Abstract
By the end of this workshop, you'll leave with working code, a production-ready mindset for AI-powered Go applications, and hands-on experience across the full stack: retrieval, action, performance, and security.
Part 1: Retrieval-Augmented Generation (RAG) in Go
• Understanding RAG Concepts – Improve responses by dynamically retrieving relevant context rather than relying solely on static training data.
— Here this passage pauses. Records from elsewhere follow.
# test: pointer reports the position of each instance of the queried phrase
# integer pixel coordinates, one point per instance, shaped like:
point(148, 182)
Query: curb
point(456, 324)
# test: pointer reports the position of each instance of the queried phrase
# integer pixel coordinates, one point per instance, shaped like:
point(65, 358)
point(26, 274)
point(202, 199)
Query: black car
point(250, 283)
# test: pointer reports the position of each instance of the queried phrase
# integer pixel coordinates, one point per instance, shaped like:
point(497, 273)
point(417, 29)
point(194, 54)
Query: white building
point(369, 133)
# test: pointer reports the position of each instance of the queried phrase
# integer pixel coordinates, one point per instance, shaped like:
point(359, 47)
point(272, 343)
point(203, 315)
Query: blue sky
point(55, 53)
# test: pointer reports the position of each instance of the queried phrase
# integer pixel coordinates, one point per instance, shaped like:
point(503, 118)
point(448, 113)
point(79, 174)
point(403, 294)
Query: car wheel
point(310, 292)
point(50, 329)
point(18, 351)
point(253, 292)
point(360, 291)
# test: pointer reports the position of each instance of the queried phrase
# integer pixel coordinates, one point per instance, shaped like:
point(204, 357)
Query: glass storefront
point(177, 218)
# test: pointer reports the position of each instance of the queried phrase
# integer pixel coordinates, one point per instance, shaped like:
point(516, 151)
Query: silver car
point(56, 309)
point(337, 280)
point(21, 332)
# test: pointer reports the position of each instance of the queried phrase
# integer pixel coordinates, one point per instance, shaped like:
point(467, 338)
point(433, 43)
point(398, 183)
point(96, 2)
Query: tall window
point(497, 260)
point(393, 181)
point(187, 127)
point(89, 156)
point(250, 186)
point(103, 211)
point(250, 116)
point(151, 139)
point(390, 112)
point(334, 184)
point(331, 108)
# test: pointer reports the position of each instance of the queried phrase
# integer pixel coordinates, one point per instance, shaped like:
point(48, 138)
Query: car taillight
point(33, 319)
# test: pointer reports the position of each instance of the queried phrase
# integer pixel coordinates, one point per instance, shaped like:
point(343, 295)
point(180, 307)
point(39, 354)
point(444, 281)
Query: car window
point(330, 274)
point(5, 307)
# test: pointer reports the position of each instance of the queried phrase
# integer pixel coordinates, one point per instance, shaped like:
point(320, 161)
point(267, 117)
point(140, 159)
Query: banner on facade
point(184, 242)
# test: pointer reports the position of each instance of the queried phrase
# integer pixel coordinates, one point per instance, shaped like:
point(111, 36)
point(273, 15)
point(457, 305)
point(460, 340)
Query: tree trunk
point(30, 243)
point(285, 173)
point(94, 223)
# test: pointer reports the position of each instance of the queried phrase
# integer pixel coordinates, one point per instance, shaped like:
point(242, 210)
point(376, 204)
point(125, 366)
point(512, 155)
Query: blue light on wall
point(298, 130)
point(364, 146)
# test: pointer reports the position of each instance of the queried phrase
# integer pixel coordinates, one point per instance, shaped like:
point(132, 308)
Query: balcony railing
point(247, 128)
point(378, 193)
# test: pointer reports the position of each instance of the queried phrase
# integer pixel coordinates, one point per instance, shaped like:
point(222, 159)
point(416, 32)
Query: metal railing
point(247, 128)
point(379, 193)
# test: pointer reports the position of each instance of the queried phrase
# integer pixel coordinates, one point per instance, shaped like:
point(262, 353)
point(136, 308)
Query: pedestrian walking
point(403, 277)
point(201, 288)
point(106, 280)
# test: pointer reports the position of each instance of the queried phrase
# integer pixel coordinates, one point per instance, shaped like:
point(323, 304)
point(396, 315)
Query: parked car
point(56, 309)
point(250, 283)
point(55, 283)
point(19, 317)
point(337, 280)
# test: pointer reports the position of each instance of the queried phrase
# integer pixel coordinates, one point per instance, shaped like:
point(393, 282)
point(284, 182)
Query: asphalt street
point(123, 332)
• Ingesting and Processing Documents – Build pipelines to index and retrieve documents from client systems.
• Interacting with AI-Compatible APIs – Learn how Go applications can connect to local inference engines, OpenAI-compatible servers, or cloud AI services.
• Optimizing Performance & Latency – Implement caching, batching, and parallel processing to enhance efficiency.
• Using Vector Databases – Store and search embeddings with tools such as Chroma, Pinecone, Weaviate, Milvus or pgvector in PostgreSQL.
Part 2: Tool Calling & Function Execution in Go
• How AI Uses Tool Calling – Enable external system control by allowing AI to invoke predefined functions in Go.
• Building Function Calls with OpenAI-Compatible Systems – Define structured function inputs and outputs for AI-driven interactions.
• Connecting to External APIs & Databases – Trigger real-world actions, query databases, and automate workflows.
• Handling Responses & Errors – Ensure safe and reliable execution of AI-invoked functions.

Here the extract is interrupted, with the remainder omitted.